Maximilian O Press et al. Genome Res. 2016 Jun.

Abstract

Evolutionary innovation must occur in the context of some genomic background, which limits available evolutionary paths. For example, protein evolution by sequence substitution is constrained by epistasis between residues. In prokaryotes, evolutionary innovation frequently happens by macrogenomic events such as horizontal gene transfer (HGT). Previous work has suggested that HGT can be influenced by ancestral genomic content, yet the extent of such gene-level constraints has not yet been systematically characterized. Here, we evaluated the evolutionary impact of such constraints in prokaryotes, using probabilistic ancestral reconstructions from 634 extant prokaryotic genomes and a novel framework for detecting evolutionary constraints on HGT events.
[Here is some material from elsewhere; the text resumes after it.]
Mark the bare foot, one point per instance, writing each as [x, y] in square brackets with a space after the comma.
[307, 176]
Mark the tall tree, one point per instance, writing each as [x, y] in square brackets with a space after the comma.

We identified 8228 directional dependencies between genes and demonstrated that many such dependencies reflect known functional relationships, including for example, evolutionary dependencies of the photosynthetic enzyme RuBisCO. Modeling all dependencies as a network, we adapted an approach from graph theory to establish chronological precedence in the acquisition of different genomic functions. Specifically, we demonstrated that specific functions tend to be gained sequentially, suggesting that evolution in prokaryotes is governed by functional assembly patterns. Finally, we showed that these dependencies are universal rather than clade-specific and are often sufficient for predicting whether or not a given ancestral genome will acquire specific genes. Combined, our results indicate that evolutionary innovation via HGT is profoundly constrained by epistasis and historical contingency, similar to the evolution of proteins and phenotypic characters, and suggest that the emergence of specific metabolic and pathological phenotypes in prokaryotes can be predictable from current genomes.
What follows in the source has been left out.